Daarom is mijn oproep ook aan u: probeer in uw eigen gezin en huishouden tot ontkoppeling te komen. Dus: gaat u wat méér verdienen, probeer dan juist ietsje minder het milieu te belasten.

Het is bemoedigend dat veel mensen zich sterk betrokken voelen bij het milieu. Uit allerlei peilingen en onderzoeken blijkt dat mensen duurzaamheid heel erg belangrijk vinden. Iedereen houdt van de natuur. Van zuivere lucht, schoon zwemwater en een straat zonder afval.

Terecht wordt er van de overheid verwacht dat ze enthousiast werkt aan een schoner milieu en dat ze het goede voorbeeld geeft.

Maar zonder de concrete medewerking van burgers en bedrijven gaat het echt niet.

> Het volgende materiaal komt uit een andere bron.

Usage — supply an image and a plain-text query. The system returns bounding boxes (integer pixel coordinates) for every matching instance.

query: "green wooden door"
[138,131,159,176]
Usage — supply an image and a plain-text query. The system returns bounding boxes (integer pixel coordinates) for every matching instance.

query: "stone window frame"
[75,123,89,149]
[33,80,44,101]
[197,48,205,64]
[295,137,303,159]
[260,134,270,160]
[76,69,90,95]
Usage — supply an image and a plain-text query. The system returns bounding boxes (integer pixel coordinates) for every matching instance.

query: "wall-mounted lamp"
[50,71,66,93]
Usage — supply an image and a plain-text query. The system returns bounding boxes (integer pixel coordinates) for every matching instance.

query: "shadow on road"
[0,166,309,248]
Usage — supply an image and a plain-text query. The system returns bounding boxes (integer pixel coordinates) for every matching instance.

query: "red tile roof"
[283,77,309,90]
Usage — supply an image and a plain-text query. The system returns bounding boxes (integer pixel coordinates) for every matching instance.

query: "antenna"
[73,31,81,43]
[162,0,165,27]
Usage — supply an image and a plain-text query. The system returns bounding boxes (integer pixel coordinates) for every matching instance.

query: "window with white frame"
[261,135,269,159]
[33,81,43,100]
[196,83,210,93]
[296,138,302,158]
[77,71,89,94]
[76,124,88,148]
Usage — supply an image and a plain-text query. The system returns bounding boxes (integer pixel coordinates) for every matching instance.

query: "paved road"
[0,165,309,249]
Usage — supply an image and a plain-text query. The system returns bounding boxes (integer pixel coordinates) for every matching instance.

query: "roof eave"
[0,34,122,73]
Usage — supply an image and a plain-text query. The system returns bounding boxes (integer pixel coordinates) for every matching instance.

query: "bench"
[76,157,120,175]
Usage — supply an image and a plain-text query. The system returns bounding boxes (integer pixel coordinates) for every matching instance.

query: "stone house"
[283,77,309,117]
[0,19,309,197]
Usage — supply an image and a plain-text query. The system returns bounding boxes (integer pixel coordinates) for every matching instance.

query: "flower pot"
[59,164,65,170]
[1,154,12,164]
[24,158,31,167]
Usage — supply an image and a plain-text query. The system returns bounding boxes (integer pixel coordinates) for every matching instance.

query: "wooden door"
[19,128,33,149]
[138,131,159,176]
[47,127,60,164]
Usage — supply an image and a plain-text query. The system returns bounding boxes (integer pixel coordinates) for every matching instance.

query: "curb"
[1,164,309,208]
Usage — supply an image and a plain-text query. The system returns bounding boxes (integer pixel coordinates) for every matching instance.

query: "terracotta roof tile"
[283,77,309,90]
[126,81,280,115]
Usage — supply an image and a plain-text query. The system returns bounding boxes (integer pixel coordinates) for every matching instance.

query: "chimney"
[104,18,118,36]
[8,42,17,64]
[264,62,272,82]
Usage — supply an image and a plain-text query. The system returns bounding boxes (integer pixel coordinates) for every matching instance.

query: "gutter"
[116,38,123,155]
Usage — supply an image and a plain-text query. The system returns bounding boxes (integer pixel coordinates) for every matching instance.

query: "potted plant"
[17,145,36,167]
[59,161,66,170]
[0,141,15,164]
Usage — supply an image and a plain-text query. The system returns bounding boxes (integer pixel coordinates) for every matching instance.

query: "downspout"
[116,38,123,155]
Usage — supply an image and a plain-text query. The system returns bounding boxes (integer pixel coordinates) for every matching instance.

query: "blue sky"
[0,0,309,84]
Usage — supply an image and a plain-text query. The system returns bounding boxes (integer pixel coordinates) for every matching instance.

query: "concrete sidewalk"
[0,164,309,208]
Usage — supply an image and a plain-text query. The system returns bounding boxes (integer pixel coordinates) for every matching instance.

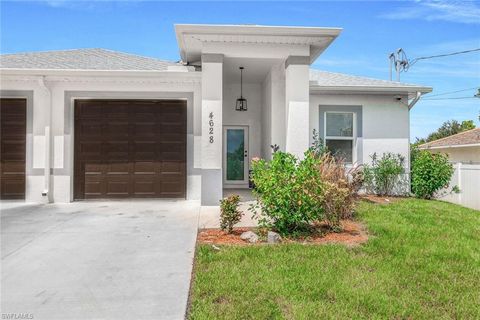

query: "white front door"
[223,126,249,188]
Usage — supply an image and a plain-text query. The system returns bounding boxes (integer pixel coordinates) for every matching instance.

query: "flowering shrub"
[220,194,242,233]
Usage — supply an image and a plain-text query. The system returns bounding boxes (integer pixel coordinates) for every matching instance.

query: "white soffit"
[175,24,342,63]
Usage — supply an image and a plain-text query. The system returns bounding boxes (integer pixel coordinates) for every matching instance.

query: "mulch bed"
[197,220,368,246]
[360,194,405,204]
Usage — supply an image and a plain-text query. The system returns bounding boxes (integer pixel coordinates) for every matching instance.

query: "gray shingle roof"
[418,128,480,149]
[0,49,179,71]
[310,69,431,92]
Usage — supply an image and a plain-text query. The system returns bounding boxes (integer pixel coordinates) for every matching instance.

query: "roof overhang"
[0,66,201,77]
[418,143,480,150]
[310,83,432,99]
[175,24,342,63]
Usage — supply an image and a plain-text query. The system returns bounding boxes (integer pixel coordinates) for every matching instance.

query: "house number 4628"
[208,112,215,143]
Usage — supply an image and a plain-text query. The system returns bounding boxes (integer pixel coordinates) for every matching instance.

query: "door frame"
[0,97,27,200]
[222,125,250,188]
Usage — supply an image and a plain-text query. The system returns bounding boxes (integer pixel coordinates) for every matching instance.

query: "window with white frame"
[324,111,356,163]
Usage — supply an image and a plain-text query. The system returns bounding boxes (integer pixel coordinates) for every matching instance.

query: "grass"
[189,199,480,319]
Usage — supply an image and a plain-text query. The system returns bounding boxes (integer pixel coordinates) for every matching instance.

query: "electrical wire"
[422,96,478,100]
[407,48,480,66]
[428,87,478,98]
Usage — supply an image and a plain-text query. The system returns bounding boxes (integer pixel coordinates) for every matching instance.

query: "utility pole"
[388,48,408,82]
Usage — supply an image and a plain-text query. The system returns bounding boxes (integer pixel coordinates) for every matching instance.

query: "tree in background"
[414,120,475,145]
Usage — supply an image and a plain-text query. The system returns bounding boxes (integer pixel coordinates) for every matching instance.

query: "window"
[325,112,355,163]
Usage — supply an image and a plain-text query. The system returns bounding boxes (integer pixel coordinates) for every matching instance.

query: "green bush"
[411,150,454,199]
[220,194,242,233]
[363,152,405,196]
[251,151,324,235]
[318,153,363,230]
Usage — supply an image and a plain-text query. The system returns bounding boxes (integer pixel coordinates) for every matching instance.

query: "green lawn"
[189,199,480,319]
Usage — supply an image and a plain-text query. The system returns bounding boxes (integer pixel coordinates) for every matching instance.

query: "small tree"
[411,150,454,199]
[363,152,405,196]
[220,194,242,233]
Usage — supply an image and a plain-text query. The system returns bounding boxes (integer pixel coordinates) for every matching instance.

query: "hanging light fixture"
[235,67,247,111]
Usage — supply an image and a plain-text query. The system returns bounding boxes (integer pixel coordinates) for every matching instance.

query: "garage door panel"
[1,159,25,176]
[133,161,157,174]
[77,119,102,135]
[83,162,105,174]
[105,161,130,175]
[161,161,185,174]
[75,100,186,199]
[0,98,27,199]
[103,121,129,137]
[106,175,131,196]
[76,139,102,155]
[1,178,25,199]
[133,118,160,136]
[104,142,129,154]
[85,174,105,197]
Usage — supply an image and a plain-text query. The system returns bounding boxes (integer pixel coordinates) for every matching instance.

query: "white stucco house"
[0,24,431,205]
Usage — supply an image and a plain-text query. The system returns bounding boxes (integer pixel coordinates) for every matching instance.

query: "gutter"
[38,76,53,202]
[0,66,201,78]
[418,143,480,150]
[310,83,432,95]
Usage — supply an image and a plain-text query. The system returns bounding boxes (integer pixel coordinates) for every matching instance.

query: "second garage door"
[74,100,186,199]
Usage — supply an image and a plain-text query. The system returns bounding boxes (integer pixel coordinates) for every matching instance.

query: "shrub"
[363,152,405,196]
[220,194,242,233]
[318,153,363,229]
[251,149,363,235]
[411,150,454,199]
[251,151,324,235]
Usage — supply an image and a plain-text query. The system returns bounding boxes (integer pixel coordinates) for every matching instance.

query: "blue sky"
[0,0,480,138]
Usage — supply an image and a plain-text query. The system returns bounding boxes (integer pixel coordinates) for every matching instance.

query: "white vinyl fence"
[438,162,480,210]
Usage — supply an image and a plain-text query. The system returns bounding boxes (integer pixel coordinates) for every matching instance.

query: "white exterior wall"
[1,73,202,202]
[310,94,410,172]
[285,57,311,158]
[261,63,287,160]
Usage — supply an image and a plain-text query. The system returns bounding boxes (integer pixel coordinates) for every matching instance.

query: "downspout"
[408,91,422,110]
[38,76,53,202]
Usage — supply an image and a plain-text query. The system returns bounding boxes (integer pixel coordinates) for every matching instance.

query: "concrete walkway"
[0,200,200,319]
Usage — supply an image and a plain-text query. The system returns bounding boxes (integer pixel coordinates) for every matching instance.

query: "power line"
[422,96,478,100]
[428,87,478,98]
[388,48,480,82]
[408,48,480,66]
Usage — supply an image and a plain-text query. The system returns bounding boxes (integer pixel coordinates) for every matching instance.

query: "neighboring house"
[0,25,431,205]
[418,128,480,164]
[418,128,480,210]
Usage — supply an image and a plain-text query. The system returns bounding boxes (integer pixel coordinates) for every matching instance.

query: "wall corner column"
[201,54,223,206]
[285,56,311,158]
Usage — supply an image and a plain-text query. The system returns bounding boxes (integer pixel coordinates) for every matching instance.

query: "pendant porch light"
[235,67,247,111]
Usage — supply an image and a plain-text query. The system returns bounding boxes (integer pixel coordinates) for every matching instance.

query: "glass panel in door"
[226,128,245,181]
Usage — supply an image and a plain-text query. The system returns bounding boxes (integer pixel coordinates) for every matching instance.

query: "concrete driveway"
[0,200,200,319]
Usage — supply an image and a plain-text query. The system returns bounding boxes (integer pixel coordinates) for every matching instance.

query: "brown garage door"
[0,99,27,199]
[74,100,187,199]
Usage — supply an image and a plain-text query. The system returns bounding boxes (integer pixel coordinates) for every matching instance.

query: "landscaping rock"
[267,231,282,243]
[240,231,258,243]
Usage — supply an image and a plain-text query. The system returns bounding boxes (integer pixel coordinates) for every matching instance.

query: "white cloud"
[381,0,480,24]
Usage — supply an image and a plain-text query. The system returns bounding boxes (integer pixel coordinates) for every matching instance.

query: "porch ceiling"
[223,58,282,83]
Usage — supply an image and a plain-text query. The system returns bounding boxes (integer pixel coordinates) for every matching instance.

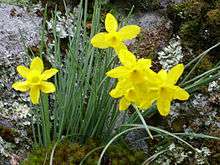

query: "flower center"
[108,33,120,47]
[129,69,144,83]
[27,71,41,85]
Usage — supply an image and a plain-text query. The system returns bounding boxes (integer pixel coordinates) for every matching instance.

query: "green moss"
[21,140,144,165]
[167,0,220,50]
[1,0,30,5]
[179,20,201,47]
[129,0,160,10]
[207,9,220,26]
[0,125,18,143]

Overigens werken we in Nederland meer dan in andere landen volgens het eerlijke principe van ‘de vervuiler betaalt’. We behoren tot de Europese landen met het hoogste percentage groene belastingen. Zo’n 14% van de totale belastingontvangsten is ‘groen’. En die lijn zetten we door. De energiebelasting gaat omhoog. En we gaan de aanschaf van auto’s met weinig CO2-uitstoot fiscaal stimuleren.

Een andere actuele discussie gaat over het bewust gebruik van de auto.

Onlangs kwam het Platform Anders Betalen voor Mobiliteit – de Commissie- Nouwen – met een advies op dat punt. Als eerste stap adviseert het platform een heffing op een aantal verkeersknelpunten. We weten dat prijsbeleid kan helpen als prikkel om de auto bewuster te gebruiken. De eerste stap die het platform voorstelt, past bovendien bij het uitgangspunt van ‘eerst bewegen, dan beprijzen’. Aan het brede draagvlak dat de Commissie heeft gecreëerd, kan de politiek niet voorbij gaan.

Dames en heren, een gezond leefmilieu is de basis van alles.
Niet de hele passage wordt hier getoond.